Court commentaire du poème d'Amable Tastu intitulé ''La mansarde'' ( sur le même thème extrait de Victor Hugo et de Théophile Gautier)

   Mariage-Illusion-"Hauteur destituée" 

Loin des bois, des prés et des jardins, par la fenêtre d'une mansarde ...

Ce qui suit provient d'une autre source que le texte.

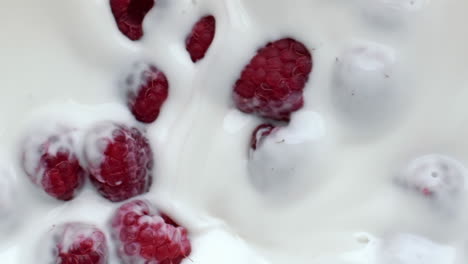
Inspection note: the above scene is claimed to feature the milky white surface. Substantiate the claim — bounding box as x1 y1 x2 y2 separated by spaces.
0 0 468 264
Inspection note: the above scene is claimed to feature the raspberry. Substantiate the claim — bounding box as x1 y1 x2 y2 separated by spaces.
23 131 85 201
126 63 169 123
331 42 396 127
110 0 154 40
233 38 312 121
250 124 275 150
185 16 216 62
54 223 108 264
112 200 191 264
396 154 467 199
85 122 153 202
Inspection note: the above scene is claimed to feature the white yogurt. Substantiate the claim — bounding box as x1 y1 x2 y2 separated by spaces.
0 0 468 264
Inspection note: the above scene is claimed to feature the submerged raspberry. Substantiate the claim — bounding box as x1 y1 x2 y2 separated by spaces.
54 223 108 264
233 38 312 121
112 200 191 264
110 0 154 40
125 63 169 123
23 131 85 201
85 122 153 202
185 16 216 62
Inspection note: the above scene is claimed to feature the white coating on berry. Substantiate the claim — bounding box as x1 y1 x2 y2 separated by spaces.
248 111 326 201
397 154 468 199
0 0 468 264
53 223 105 252
84 121 118 173
331 42 402 127
21 124 79 186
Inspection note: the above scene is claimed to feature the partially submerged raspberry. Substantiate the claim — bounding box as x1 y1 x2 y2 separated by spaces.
250 124 275 150
331 42 403 127
396 154 467 199
110 0 155 40
233 38 312 121
53 223 109 264
124 63 169 123
23 130 85 201
85 122 153 202
185 16 216 62
112 200 191 264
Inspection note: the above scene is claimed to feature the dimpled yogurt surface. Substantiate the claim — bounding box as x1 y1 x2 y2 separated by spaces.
0 0 468 264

Les poètes des villes, dans l'entre deux, entre le ciel et la terre, glissent « Sur le penchant des toits noircis » pour introduire leur œil curieux, intrusif, dans l’intimité des mansardes où vivent des jeunes filles du peuple, de jeunes poètes ou romanciers sans le sou. Ils vont y puiser de quoi nourrir leurs « immortels » chants. Les personnages en vase clos qui ne se savent pas regardés livrent naïvement leurs secrets et deviennent, tenus ainsi sous la loupe voyeuse objets "scientifiques" de connaissance, d’interrogation, de désir, de dégoût ou d’ admiration. 

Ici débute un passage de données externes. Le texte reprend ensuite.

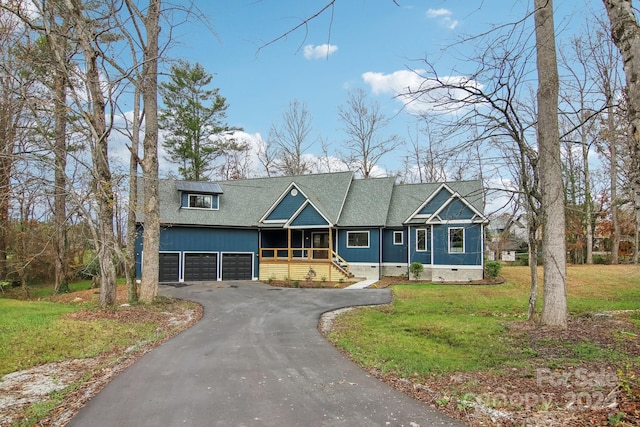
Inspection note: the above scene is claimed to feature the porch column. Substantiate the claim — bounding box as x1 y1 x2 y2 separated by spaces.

Amener à la lumière ce qui est suspect et ne se montre jamais, Amable Tastu (dans Poésies Nouvelles) et à sa suite Victor Hugo, (dans Les rayons et les ombres, en 1840), ou Théophile Gautier, (en 1852, dans Emaux et Camées), entre autres, l'ont fait.  La fenêtre étant une interface réversible, parlant autant de ce qui est regardé que de celui qui regarde. Le poète qui s'empare de ce thème raconte ce qui l'obsède.

                                                  Qu'en est-il d'Amable Tastu ?  

 Juste en surplomb de la mansarde d'Amable Tastu danse gracieusement, en exergue, Marceline Desbordes-Valmore :  

Une jeune espérance y dansait sur mes pas ;
Je dansais avec elle !…

Donnons la main à Marceline Desbordes pour danser à notre tour par la magie des vers...

L'espérance est-elle à sa place, "sur [l]es pas" de la poétesse ? 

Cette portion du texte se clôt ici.